Our observation of continuous Brownian motion is strikingly different from the hopping diffusion encountered in almost all previous surface studies (Fig. 3), where the usual situation of diffusion dominated by the corrugation of the energy landscape (Fig. 3d,e) gives a typical trajectory dominated by vibration with occasional hops (Fig. 3f). In contrast, the present Brownian regime (Fig. 3a,b) has a flat landscape and the motion (Fig. 3c) is a continuous, random walk. The measured dissipation corresponds directly to the velocity-dependent drag term used to describe kinetic friction using linear response theory, where F=−η m v. As graphite has a negligible electronic density of states at the Fermi level, the electronic contribution will be minimal⁸, and therefore the phonon contribution must dominate, as we have confirmed with force-field molecular dynamics simulations (see the Methods section). Although atomic force microscopy and FFM-related techniques are ideal for measuring static friction, they are less well suited to submicrosecond measurements of kinetic behaviour¹⁹. The complementary picosecond technique demonstrated here can be applied widely to characterizing frictional dissipation in freely moving nanoscale systems. HeSE and NSE can be readily applied to single-molecule dynamics on either well-characterized surfaces or in porous matter and nanotubes.

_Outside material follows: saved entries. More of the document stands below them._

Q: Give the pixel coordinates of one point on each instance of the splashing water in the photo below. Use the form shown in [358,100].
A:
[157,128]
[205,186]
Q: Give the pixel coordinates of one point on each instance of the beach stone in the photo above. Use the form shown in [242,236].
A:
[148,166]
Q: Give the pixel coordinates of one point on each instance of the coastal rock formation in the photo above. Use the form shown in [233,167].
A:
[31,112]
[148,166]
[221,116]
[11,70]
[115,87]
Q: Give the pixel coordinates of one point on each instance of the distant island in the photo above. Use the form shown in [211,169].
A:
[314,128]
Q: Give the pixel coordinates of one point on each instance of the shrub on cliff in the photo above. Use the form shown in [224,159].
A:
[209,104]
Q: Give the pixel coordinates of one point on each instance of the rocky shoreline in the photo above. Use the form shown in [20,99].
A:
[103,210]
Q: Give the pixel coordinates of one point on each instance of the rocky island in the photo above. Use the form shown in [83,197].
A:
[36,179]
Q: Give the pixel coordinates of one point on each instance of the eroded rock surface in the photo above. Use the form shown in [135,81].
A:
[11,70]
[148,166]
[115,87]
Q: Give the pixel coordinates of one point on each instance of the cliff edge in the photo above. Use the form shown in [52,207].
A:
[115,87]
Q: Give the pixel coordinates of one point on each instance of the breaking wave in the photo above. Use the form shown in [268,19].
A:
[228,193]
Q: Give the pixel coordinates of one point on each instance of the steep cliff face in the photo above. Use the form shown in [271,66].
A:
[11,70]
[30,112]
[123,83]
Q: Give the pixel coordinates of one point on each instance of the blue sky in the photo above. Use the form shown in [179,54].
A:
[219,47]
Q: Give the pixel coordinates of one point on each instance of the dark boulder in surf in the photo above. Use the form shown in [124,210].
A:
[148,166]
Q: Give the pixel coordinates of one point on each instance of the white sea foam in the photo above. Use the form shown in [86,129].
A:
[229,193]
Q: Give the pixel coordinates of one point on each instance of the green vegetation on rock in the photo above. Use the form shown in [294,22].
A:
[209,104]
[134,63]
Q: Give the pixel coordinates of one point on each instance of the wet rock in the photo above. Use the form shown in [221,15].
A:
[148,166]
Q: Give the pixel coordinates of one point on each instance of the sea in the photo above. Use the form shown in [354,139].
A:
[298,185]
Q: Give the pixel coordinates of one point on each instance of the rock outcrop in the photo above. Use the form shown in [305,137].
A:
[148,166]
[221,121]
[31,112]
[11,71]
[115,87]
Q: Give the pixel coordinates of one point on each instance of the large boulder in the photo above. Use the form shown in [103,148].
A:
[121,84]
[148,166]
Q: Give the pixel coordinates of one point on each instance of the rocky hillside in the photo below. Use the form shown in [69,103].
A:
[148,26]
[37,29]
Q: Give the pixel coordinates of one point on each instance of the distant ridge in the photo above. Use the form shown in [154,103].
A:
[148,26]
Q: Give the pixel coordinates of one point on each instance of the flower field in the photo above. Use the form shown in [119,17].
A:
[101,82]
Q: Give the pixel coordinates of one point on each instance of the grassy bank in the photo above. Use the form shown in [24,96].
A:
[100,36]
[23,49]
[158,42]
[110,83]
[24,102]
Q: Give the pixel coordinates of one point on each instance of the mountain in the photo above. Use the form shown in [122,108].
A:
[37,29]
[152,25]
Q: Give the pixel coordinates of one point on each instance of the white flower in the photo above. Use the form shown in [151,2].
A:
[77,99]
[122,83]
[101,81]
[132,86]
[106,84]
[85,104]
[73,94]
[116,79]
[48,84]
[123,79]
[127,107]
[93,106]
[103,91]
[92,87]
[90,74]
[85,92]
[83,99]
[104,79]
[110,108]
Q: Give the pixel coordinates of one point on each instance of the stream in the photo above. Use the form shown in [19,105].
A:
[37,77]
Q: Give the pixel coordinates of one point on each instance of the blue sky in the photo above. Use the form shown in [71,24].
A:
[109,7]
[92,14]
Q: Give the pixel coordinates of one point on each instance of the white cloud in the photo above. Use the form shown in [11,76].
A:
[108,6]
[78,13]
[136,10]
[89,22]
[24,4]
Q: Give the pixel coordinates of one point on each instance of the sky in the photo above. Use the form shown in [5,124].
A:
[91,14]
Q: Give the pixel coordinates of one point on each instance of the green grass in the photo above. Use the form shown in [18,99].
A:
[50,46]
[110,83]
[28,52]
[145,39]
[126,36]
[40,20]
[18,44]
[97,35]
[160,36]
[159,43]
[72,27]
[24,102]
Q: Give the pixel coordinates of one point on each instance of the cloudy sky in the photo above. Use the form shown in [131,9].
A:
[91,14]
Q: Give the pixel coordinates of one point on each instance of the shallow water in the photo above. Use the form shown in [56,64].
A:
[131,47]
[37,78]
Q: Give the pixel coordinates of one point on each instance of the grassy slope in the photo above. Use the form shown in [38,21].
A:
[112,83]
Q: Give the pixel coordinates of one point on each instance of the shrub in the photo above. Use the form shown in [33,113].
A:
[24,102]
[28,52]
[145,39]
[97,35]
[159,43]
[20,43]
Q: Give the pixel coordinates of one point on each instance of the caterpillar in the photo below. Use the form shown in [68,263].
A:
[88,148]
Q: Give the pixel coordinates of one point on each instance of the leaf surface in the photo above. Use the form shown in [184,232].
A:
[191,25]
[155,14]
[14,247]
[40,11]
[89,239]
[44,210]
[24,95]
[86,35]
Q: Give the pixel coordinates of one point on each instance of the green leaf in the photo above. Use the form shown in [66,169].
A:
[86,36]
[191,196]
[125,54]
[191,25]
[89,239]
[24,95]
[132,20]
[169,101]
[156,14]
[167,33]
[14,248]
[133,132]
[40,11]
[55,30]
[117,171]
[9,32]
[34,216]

Figure 3: Comparison of modes of surface transport.

a–f, Illustration of surface motion in the newly measured high-friction, viscous regime (a–c), alongside typical hopping motion (d–f). Comparison of the trajectories of a molecule on the surface resulting from the molecular dynamics simulations described in the text shows a clear difference between motion where the molecule vibrates about energetically favourable adsorption sites, which appear as dense areas, with occasional hops between them (f), and the friction-dominated regime where the molecule appears to carry out a random walk across the surface in a flat energy landscape (c).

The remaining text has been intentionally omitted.